First, pray about the relationship.  Ask God to lead and give you clarity about what He has for your future.  Pray for your attitude towards the person, and their attitude towards you.  Pray and ask God if you are mature enough to begin an intentional relationship that may lead to marriage.  Make sure your heart and mind is set on Christ first.

Second, I think if you are beginning to see someone as a possible future spouse and having feelings towards them you should discuss your thoughts and feelings with your parents.  Your parents love you and want to be a part of your relationship.  They don’t need to know all the details as your relationship grows and becomes more intimate, but they do want to support and encourage you in making good decisions in your relationship.

Third, let the person you are interested in know in a clear conversation.  Don’t just flirt and suggest, speak clearly.  Say, “Hey, long time friend, I am interested in spending more time with you and getting to know you more.  I really like you and wonder if we could be more than just friends. What do you think?”  Then listen to their response, and if they seem caught off guard, give them time to respond.  If they are interested in spending more time together, then together let both sets of parents know that you are going to be intentionally spending time together to get to know each other better.  It is polite to even ask the parents if they are ok with that.

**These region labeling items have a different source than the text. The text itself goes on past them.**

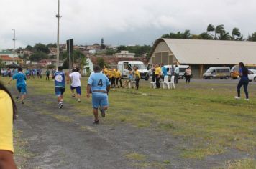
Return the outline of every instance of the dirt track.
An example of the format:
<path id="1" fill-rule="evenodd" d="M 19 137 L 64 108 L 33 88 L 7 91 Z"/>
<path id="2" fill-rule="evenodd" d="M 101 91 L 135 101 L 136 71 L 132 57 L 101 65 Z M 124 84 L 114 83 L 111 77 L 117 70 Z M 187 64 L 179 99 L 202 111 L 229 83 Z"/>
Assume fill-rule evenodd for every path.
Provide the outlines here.
<path id="1" fill-rule="evenodd" d="M 25 105 L 17 105 L 15 130 L 22 132 L 20 139 L 28 140 L 24 148 L 33 155 L 22 168 L 211 168 L 247 157 L 229 150 L 202 160 L 182 158 L 181 149 L 189 144 L 182 138 L 149 128 L 95 125 L 92 116 L 78 115 L 73 105 L 56 108 L 53 95 L 30 92 Z"/>

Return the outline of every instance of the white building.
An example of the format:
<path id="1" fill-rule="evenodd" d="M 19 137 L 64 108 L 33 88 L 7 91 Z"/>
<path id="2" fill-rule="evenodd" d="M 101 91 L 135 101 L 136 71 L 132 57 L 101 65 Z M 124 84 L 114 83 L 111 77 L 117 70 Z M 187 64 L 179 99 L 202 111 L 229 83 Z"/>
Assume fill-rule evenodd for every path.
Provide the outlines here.
<path id="1" fill-rule="evenodd" d="M 119 58 L 134 58 L 134 53 L 129 53 L 129 51 L 121 51 L 121 53 L 115 54 L 116 57 Z"/>

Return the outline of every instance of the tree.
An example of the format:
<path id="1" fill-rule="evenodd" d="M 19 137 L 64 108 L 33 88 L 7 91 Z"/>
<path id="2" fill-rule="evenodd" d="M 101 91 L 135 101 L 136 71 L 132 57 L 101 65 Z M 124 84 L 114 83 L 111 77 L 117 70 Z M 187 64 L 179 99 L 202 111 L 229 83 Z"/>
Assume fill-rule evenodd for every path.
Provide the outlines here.
<path id="1" fill-rule="evenodd" d="M 243 39 L 243 36 L 241 36 L 240 30 L 238 28 L 234 28 L 232 30 L 232 40 L 241 41 Z"/>
<path id="2" fill-rule="evenodd" d="M 213 24 L 209 24 L 207 26 L 207 29 L 206 29 L 206 34 L 208 34 L 209 32 L 214 32 L 215 31 L 215 27 Z"/>
<path id="3" fill-rule="evenodd" d="M 256 42 L 256 32 L 252 34 L 252 35 L 248 36 L 248 41 L 255 41 Z"/>
<path id="4" fill-rule="evenodd" d="M 231 40 L 231 36 L 229 32 L 222 32 L 219 36 L 219 40 Z"/>
<path id="5" fill-rule="evenodd" d="M 102 57 L 97 58 L 97 64 L 103 69 L 104 66 L 106 66 L 105 60 Z"/>
<path id="6" fill-rule="evenodd" d="M 225 33 L 225 29 L 223 24 L 218 25 L 215 29 L 214 39 L 216 39 L 217 34 L 221 34 Z"/>

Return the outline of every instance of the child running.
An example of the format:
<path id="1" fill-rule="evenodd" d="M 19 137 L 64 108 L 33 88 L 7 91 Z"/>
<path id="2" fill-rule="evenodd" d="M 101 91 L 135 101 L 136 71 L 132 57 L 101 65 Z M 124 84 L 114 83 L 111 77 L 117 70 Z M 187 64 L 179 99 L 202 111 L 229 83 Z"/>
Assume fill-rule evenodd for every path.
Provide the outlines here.
<path id="1" fill-rule="evenodd" d="M 63 94 L 65 89 L 65 74 L 63 71 L 63 67 L 59 67 L 58 71 L 53 74 L 53 78 L 55 79 L 55 95 L 59 103 L 59 109 L 61 109 L 64 105 Z"/>
<path id="2" fill-rule="evenodd" d="M 81 74 L 79 73 L 79 69 L 76 68 L 73 69 L 73 72 L 69 74 L 69 78 L 71 80 L 71 92 L 72 92 L 72 97 L 75 97 L 75 92 L 74 90 L 76 90 L 76 95 L 77 95 L 77 99 L 78 102 L 81 102 Z"/>
<path id="3" fill-rule="evenodd" d="M 26 76 L 22 72 L 22 69 L 19 67 L 18 73 L 15 74 L 12 78 L 8 82 L 8 84 L 10 84 L 11 81 L 13 79 L 16 79 L 16 87 L 19 91 L 19 95 L 16 97 L 17 99 L 19 99 L 19 95 L 22 93 L 22 104 L 24 104 L 24 100 L 25 99 L 25 96 L 27 94 L 27 84 L 26 84 Z"/>
<path id="4" fill-rule="evenodd" d="M 92 93 L 92 105 L 94 114 L 94 124 L 99 123 L 98 108 L 102 117 L 105 117 L 105 111 L 109 107 L 108 93 L 110 90 L 110 82 L 106 76 L 100 73 L 101 68 L 95 66 L 93 74 L 87 85 L 87 97 Z"/>

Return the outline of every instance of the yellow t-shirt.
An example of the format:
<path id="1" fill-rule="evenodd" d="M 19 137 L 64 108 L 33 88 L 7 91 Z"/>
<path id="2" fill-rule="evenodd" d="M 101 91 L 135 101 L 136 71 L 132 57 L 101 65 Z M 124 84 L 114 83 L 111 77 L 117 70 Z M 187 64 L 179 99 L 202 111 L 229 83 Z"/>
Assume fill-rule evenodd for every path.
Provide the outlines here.
<path id="1" fill-rule="evenodd" d="M 161 72 L 162 72 L 161 67 L 158 67 L 155 68 L 155 74 L 160 75 L 160 74 L 161 74 Z"/>
<path id="2" fill-rule="evenodd" d="M 13 110 L 10 96 L 0 90 L 0 150 L 14 152 Z"/>
<path id="3" fill-rule="evenodd" d="M 139 70 L 136 70 L 136 71 L 134 72 L 134 75 L 135 75 L 135 78 L 136 78 L 136 77 L 138 77 L 138 78 L 140 79 L 140 72 L 139 72 Z"/>
<path id="4" fill-rule="evenodd" d="M 115 77 L 116 79 L 121 77 L 121 72 L 120 71 L 117 70 L 115 72 Z"/>

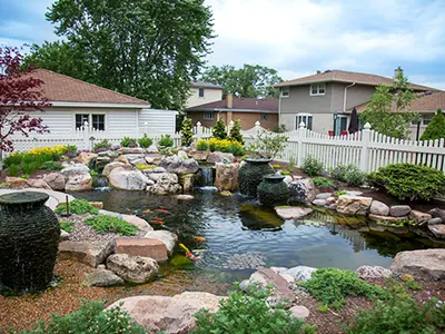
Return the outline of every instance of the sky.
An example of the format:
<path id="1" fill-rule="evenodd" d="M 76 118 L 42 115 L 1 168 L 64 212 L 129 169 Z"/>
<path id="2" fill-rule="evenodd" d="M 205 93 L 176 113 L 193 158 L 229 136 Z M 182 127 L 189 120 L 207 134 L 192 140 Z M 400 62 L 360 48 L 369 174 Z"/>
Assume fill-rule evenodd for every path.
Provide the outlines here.
<path id="1" fill-rule="evenodd" d="M 52 0 L 0 0 L 0 45 L 56 40 Z M 286 79 L 340 69 L 445 90 L 445 0 L 205 0 L 217 36 L 208 65 L 261 65 Z"/>

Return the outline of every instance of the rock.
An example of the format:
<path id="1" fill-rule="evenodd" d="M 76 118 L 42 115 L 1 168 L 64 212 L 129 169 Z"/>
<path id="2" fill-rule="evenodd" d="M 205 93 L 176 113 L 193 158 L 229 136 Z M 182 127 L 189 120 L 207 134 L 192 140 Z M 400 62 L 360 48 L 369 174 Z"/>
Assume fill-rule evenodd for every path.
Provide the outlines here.
<path id="1" fill-rule="evenodd" d="M 441 239 L 445 239 L 445 225 L 428 225 L 428 229 Z"/>
<path id="2" fill-rule="evenodd" d="M 68 167 L 60 170 L 60 173 L 67 177 L 65 185 L 67 191 L 91 190 L 92 178 L 87 166 Z"/>
<path id="3" fill-rule="evenodd" d="M 388 216 L 389 206 L 379 200 L 373 200 L 370 204 L 369 213 L 377 216 Z"/>
<path id="4" fill-rule="evenodd" d="M 28 186 L 30 186 L 31 188 L 41 188 L 51 190 L 51 187 L 42 178 L 29 178 L 27 183 Z"/>
<path id="5" fill-rule="evenodd" d="M 63 190 L 67 179 L 60 173 L 50 173 L 43 176 L 44 181 L 52 190 Z"/>
<path id="6" fill-rule="evenodd" d="M 432 219 L 432 215 L 429 214 L 425 214 L 418 210 L 412 210 L 409 213 L 409 218 L 414 219 L 417 224 L 425 224 L 427 223 L 429 219 Z"/>
<path id="7" fill-rule="evenodd" d="M 431 218 L 429 220 L 428 220 L 428 225 L 439 225 L 439 224 L 442 224 L 443 222 L 442 222 L 442 218 L 439 218 L 439 217 L 436 217 L 436 218 Z"/>
<path id="8" fill-rule="evenodd" d="M 343 195 L 338 197 L 337 212 L 347 215 L 366 215 L 372 202 L 372 197 Z"/>
<path id="9" fill-rule="evenodd" d="M 407 216 L 411 213 L 409 205 L 394 205 L 389 209 L 389 215 L 393 217 Z"/>
<path id="10" fill-rule="evenodd" d="M 159 263 L 168 261 L 167 246 L 159 239 L 118 237 L 115 242 L 116 254 L 150 257 Z"/>
<path id="11" fill-rule="evenodd" d="M 362 266 L 355 271 L 363 279 L 366 278 L 388 278 L 393 275 L 389 269 L 379 266 Z"/>
<path id="12" fill-rule="evenodd" d="M 325 206 L 326 205 L 326 199 L 314 199 L 313 204 L 316 206 Z"/>
<path id="13" fill-rule="evenodd" d="M 131 283 L 145 283 L 158 274 L 158 263 L 144 256 L 113 254 L 107 258 L 107 268 Z"/>
<path id="14" fill-rule="evenodd" d="M 160 167 L 166 168 L 167 171 L 177 175 L 195 174 L 199 170 L 199 165 L 194 159 L 182 159 L 178 156 L 165 157 L 160 164 Z"/>
<path id="15" fill-rule="evenodd" d="M 289 202 L 310 204 L 317 195 L 317 188 L 312 178 L 293 180 L 289 184 Z"/>
<path id="16" fill-rule="evenodd" d="M 238 190 L 238 170 L 239 164 L 216 163 L 215 187 L 220 190 Z"/>
<path id="17" fill-rule="evenodd" d="M 275 212 L 285 220 L 298 219 L 313 213 L 310 208 L 299 206 L 276 206 Z"/>
<path id="18" fill-rule="evenodd" d="M 111 242 L 61 242 L 58 259 L 71 259 L 97 267 L 113 252 Z"/>
<path id="19" fill-rule="evenodd" d="M 97 269 L 93 273 L 87 274 L 87 278 L 85 279 L 85 284 L 87 286 L 118 286 L 123 285 L 125 282 L 118 275 L 116 275 L 111 271 L 107 269 Z"/>
<path id="20" fill-rule="evenodd" d="M 89 151 L 82 151 L 81 154 L 79 154 L 76 158 L 75 161 L 79 163 L 79 164 L 83 164 L 86 166 L 90 165 L 90 161 L 92 159 L 96 159 L 98 157 L 97 154 L 93 153 L 89 153 Z"/>
<path id="21" fill-rule="evenodd" d="M 119 306 L 147 331 L 169 334 L 189 333 L 196 328 L 195 314 L 206 308 L 215 313 L 224 297 L 202 292 L 185 292 L 172 297 L 136 296 L 119 299 L 107 310 Z"/>
<path id="22" fill-rule="evenodd" d="M 122 167 L 112 169 L 109 176 L 110 186 L 122 190 L 145 190 L 147 176 L 140 170 L 126 170 Z"/>
<path id="23" fill-rule="evenodd" d="M 289 308 L 290 313 L 300 320 L 305 320 L 310 315 L 310 312 L 307 307 L 301 305 L 296 305 Z"/>
<path id="24" fill-rule="evenodd" d="M 168 230 L 150 230 L 144 237 L 162 242 L 167 247 L 168 255 L 174 253 L 176 243 L 178 242 L 178 236 Z"/>
<path id="25" fill-rule="evenodd" d="M 21 177 L 14 177 L 14 176 L 7 176 L 6 177 L 6 183 L 11 187 L 11 188 L 21 188 L 26 187 L 27 180 Z"/>
<path id="26" fill-rule="evenodd" d="M 326 198 L 329 198 L 332 196 L 333 196 L 332 193 L 322 193 L 322 194 L 318 194 L 317 196 L 315 196 L 315 199 L 326 199 Z"/>
<path id="27" fill-rule="evenodd" d="M 109 177 L 110 174 L 111 174 L 111 171 L 112 171 L 115 168 L 118 168 L 118 167 L 121 167 L 121 168 L 123 168 L 125 170 L 131 170 L 131 166 L 130 166 L 130 165 L 127 165 L 127 164 L 123 164 L 123 163 L 119 163 L 119 161 L 115 161 L 115 163 L 110 163 L 110 164 L 108 164 L 108 165 L 106 165 L 106 166 L 103 167 L 102 175 Z"/>
<path id="28" fill-rule="evenodd" d="M 285 272 L 280 273 L 280 275 L 290 275 L 298 282 L 306 282 L 306 281 L 310 279 L 310 277 L 313 276 L 313 273 L 316 269 L 317 268 L 307 267 L 307 266 L 296 266 L 296 267 L 289 268 Z"/>
<path id="29" fill-rule="evenodd" d="M 409 274 L 426 281 L 445 279 L 445 249 L 397 253 L 390 265 L 393 273 Z"/>

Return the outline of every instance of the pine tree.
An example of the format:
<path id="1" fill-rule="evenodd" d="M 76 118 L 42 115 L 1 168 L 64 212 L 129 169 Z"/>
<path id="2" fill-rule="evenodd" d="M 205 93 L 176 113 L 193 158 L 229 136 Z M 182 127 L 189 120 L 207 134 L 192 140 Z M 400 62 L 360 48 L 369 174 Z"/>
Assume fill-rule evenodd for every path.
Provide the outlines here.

Once you begin spending more time together, have fun and go on double dates, with friends that you trust to keep you accountable to purity.  Go to one another’s homes, if there are others there.  If either of you lives alone, or in a place that others are often not home, make arrangements to hang out at friends or families home together.  Go to fellowship/church together.  Allow others to ask you both questions together about yourselves and your hopes and dreams.

Go for walks, talk, and even text or call one another with meaningful conversations.

What are important conversations you should have with a potential spouse?

Discuss your religious beliefs.

Make sure that your core beliefs are in alignment.

If you are a whole Bible believer, ask the other person what that means to them, and if they too are a whole Bible believer?

If you believe in Biblical Marriage, tell the other what that means to you, and ask them what it means to them?

Discuss family planning/parenting.

If you want children, ask if they want children?  If you believe in a quiver full mindset, then discuss that, and ask if they also believe in that?

If you plan to homeschool your future children you need to discuss that.

Discuss views on parenting and discipline.

Talk about your childhood, your family, the good and the bad.

Discuss financial planning.

Discuss your views on money and debt, budgets.

Discuss your political views.

Discuss your Dreams and Goals.

Talk about your fears, hopes, dreams, and insecurities, and your gifts and talents.  Ask lots of questions, and really get to know each other.

Discuss your health.

Ask about each others health, physical, mental, and emotional.

Ask about sexual activity, porn, etc.  issues.

Discuss you views on tobacco, marajuana, and alcohol use.

Discuss it everything.

After you have begun to really get to know each other, you will be drawn even more to one another, or you will know it is not meant to be.  If you realize that things are not meant to be, then be honest and quick to let the other person know that you are happy to remain as good friends.  Do not feel guilty or ashamed that you need to step back from the relationship.  It is better to end things quickly than to continue until someone is hurt.  The worst thing you could do is force yourself to be in a relationship that is not a fit, because once you say, “I do” you are indeed now committed.

If as you get to know each other, you find yourself feeling so strongly connected to one another that you need to establish clear accountability rules so that you can indeed remain in a pure relationship until your marriage begins, than do so. In our home, with our daughters, we ask them to ask the young man who is interested in potentially getting engaged to them, but not yet to that point, to come ask their dad to be in a courtship.  At that stage, we share with them our dating, engagement, and marriage experiences and struggles, and our suggestion of courtship rules.  We then ask them to keep our rules through courtship and know that we will be keeping them accountable to them.

We encourage our children to keep all physical contact to short hugs, and occasional hand holding, and to save all kissing and beyond to marriage.  We have found from the many couples we counsel that those who have made that commitment and kept it have a more meaningful and trustful sexual relationship in marriage.

When the you  begin to discuss the plans of married life together, it is now time talk to parents about engagement and wedding dates.  We encourage our children to not have a long engagement in order to keep temptation of premarital sex at bay.

As parents of adult children, especially adult children that move out of our home, we need to make sure we discuss the proper way to interact with others, especially sexually.  We need to be sure they know what sex is and what leads to sex.  I will discuss this topic more in my next blog post.

For now I hope this post is helpful to both parents and young people looking forward to married life.